In answer to your second question in regards to our strategy, we expect early-- later this year to file the IND for hepatitis C. We're close in that we've are just winding up the GLP toxin pharmacokinetic studies for that filing, and we've already had some pre-IND meetings with the FDA, so we will file the IND, we will conduct the Phase Ib safety and efficacy study ourselves in-house, and we've lined up investigators and protocols to do that.
But we plan to use that data from the very early clinical studies to secure a partnership from, as you put it, one of the usual suspects to take that further. So we're on a track to partner hepatitis C as early as possible after we have the initial safety and efficacy data from our Phase Ib study that we hope to start later this year.
- Analyst
Great.
On the cardiovascular program you did mention-- this is the first I had heard of it, this nonpolymer system. Is this a-- is this an intellectual property of the Company or is this just another methodology by way to deliver it? And is it competitive with what you're doing in the micro-particle delivery system?
- Chairman, CEO
Yes, we have 2 different approaches.
The micro-particle delivery system is a way of being able to deliver the antirestenosis drug in combination with any device that might be implanted. So a bare metal stent, a DES, and to be able to do that more than once maybe after the drug is eluted in the case of Cypher or Taxus, you'd want some additional protection at monthly or quarterly or yearly intervals. So, it's designed as a very broad product. On the DES platform the downside of the polymer systems is that they cause inflammation.
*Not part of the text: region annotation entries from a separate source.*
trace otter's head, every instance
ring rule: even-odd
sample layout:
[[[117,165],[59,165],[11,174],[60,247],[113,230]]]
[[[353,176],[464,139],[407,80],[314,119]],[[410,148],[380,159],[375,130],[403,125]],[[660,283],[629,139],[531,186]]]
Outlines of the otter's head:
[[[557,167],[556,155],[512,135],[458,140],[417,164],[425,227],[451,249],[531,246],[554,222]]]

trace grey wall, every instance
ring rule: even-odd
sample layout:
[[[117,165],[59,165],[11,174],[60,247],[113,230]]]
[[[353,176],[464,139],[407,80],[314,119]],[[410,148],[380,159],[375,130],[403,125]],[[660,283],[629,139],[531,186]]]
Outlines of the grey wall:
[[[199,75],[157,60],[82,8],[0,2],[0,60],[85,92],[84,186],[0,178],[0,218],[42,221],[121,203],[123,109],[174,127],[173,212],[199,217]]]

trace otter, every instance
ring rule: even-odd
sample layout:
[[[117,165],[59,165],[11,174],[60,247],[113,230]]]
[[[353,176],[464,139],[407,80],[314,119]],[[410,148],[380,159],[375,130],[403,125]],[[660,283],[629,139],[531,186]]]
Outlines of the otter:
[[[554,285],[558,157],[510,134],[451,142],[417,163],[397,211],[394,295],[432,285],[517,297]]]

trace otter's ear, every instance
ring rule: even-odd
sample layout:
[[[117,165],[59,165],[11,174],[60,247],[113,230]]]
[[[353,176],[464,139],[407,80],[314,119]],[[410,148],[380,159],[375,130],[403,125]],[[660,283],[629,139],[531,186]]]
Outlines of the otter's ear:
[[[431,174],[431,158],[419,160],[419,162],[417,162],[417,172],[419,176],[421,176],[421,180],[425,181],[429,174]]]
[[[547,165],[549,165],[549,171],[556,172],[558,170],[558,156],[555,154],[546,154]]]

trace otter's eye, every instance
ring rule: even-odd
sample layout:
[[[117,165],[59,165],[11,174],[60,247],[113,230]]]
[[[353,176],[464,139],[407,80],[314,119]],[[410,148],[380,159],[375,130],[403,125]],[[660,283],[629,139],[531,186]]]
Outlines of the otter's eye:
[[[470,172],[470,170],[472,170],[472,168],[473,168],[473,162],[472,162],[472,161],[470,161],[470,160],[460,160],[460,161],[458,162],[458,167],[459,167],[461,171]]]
And the other drugs that are used, Taxus or arapamycin or arapamycin knock-offs, in the case of Medtronic, require that polymer absolutely because of the mechanism of action of those drugs, the drug has to be delivered slowly over a couple of weeks, or more. Because the mechanism of action of our drug is distinctly different and we want all of the drug delivered in a very short period of time, maybe within 24 hours with the bulk of the drug in that 4 to 8-hour time frame, we don't require the polymer.
So we have-- and I don't know whether you'd call that an intellectual property advantage. It's just an absolute advantage for us to come out with a polymer-free system and avoid all the issues of thrombus formation and continued life-long Plavix and other issues around blood clots with the polymers that are left on the stents.
Thanks for the question.
- Analyst
All right. Very promising. Thank you.
Operator
There are no further questions at this time. Please proceed with your presentation or any closing remarks.
- Chairman, CEO
Well, just as a closing remark, I'd like once again to thank Mike Forrest for joining our board of directors, Michael Buchmeier for joining our scientific advisory board, and thank you all for sticking with us through the last couple of years. We're now at a very advantageous point in our clinical program, and we look forward to updates at our next conference call. Thank you.
Operator
Ladies and gentlemen, that concludes your conference call for today. We thank you for your participation and ask that you please disconnect your lines.